Deutsche Bank is sounding the alarm on a potentially volatile start to August, warning that a confluence of risks could reignite recession fears and trigger sharp market moves — much like the turmoil seen during the same period last year.
In a note to clients, the bank pointed to three key flashpoints converging around August 1:
- the looming tariff deadline,
- the release of the U.S. jobs report,
- and elevated long-end bond yields.
Each, Deutsche says, could individually rattle markets — but together, they pose a “seriously problematic” setup for risk assets.
- Last year, the late-July/early-August period set the stage for the worst market turmoil of 2024
- This year, that week looks seriously problematic again from a market perspective
Tariff Deadline Looms
- The first risk is the pending August 1 deadline for a new round of U.S. tariffs. Deutsche Bank notes that markets appear complacent, with little priced in for the possibility of higher tariffs. If a sharp policy shift materialises at the eleventh hour, it could catch investors off guard and spark a surge in volatility.
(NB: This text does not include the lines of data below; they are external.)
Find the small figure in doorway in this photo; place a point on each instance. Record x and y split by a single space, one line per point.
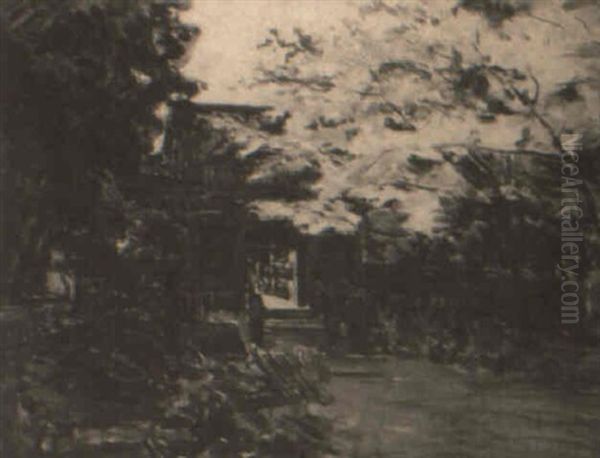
256 318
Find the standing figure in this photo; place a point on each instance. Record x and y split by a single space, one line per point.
256 318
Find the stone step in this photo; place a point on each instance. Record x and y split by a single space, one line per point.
289 313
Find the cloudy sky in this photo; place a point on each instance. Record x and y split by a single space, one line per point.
227 54
354 39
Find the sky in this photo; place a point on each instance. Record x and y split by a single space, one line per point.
226 53
355 40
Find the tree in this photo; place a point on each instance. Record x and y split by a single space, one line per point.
81 84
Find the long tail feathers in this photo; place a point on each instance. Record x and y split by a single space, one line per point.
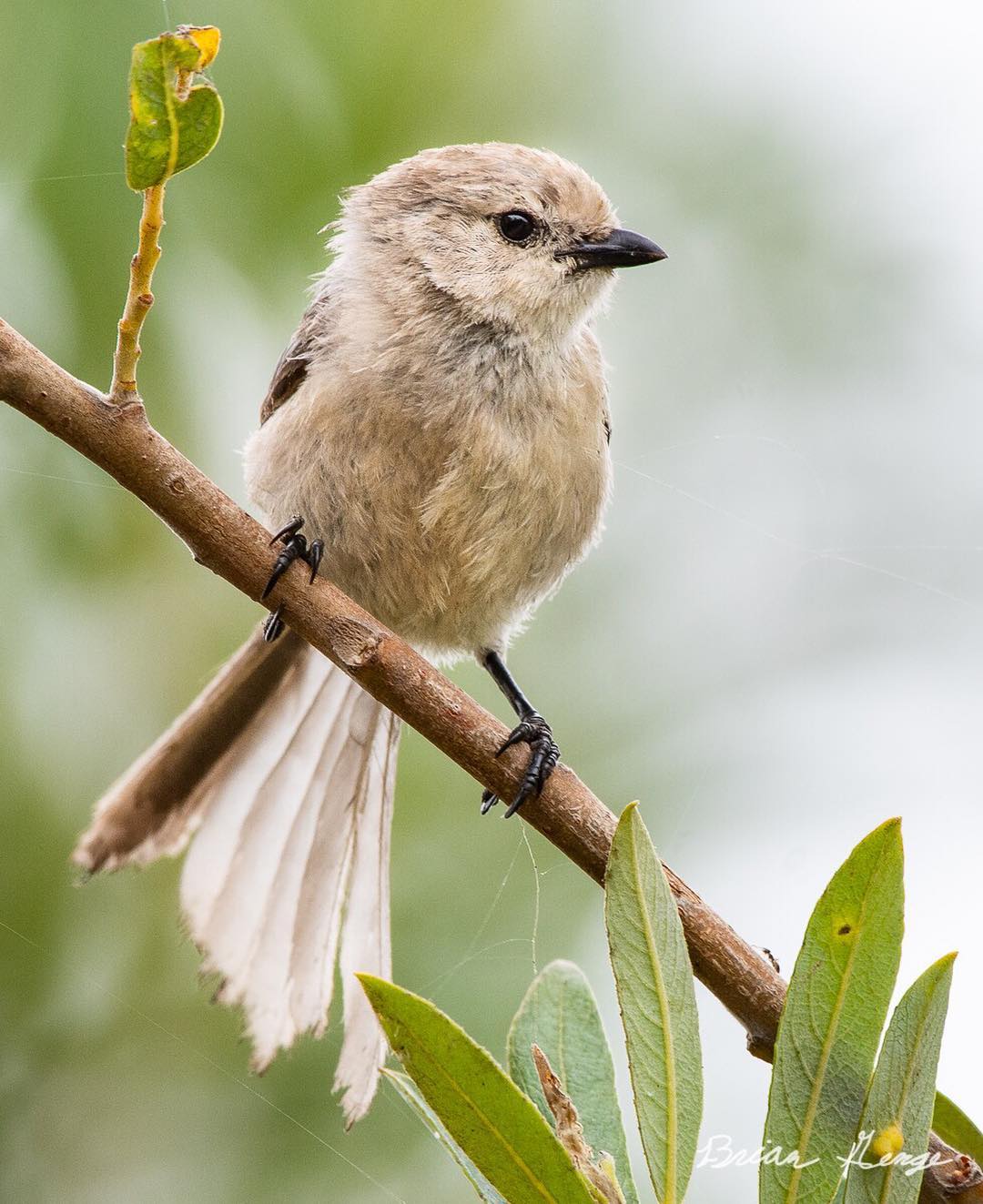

Jobs Report Adds to Jitters
- Compounding the risk is the U.S. non-farm payrolls report, also due on August 1. Deutsche cautions that even a modest downside surprise — especially against a backdrop of nervous sentiment — could trigger outsized market reactions. Last year demonstrated that even a small miss can cause a big selloff if investors are already jittery, the note said.
Yields in a Vulnerable Spot
- Adding to the tension is the fact that long-term Treasury yields are already at elevated levels. This leaves little room for a further rise before concerns over U.S. fiscal sustainability begin to resurface. It would take less of a jump before we move into problematic territory that re-ignites fears around fiscal policy Deutsche wrote.
Recession Fears Could Resurface
- Deutsche warns that if tariffs do rise and the jobs report disappoints, the market narrative could suddenly shift in a more negative direction, potentially reviving fears of a U.S. recession. With investor sentiment already fragile, the combination of policy uncertainty and soft economic data could serve as a potent catalyst for renewed market stress.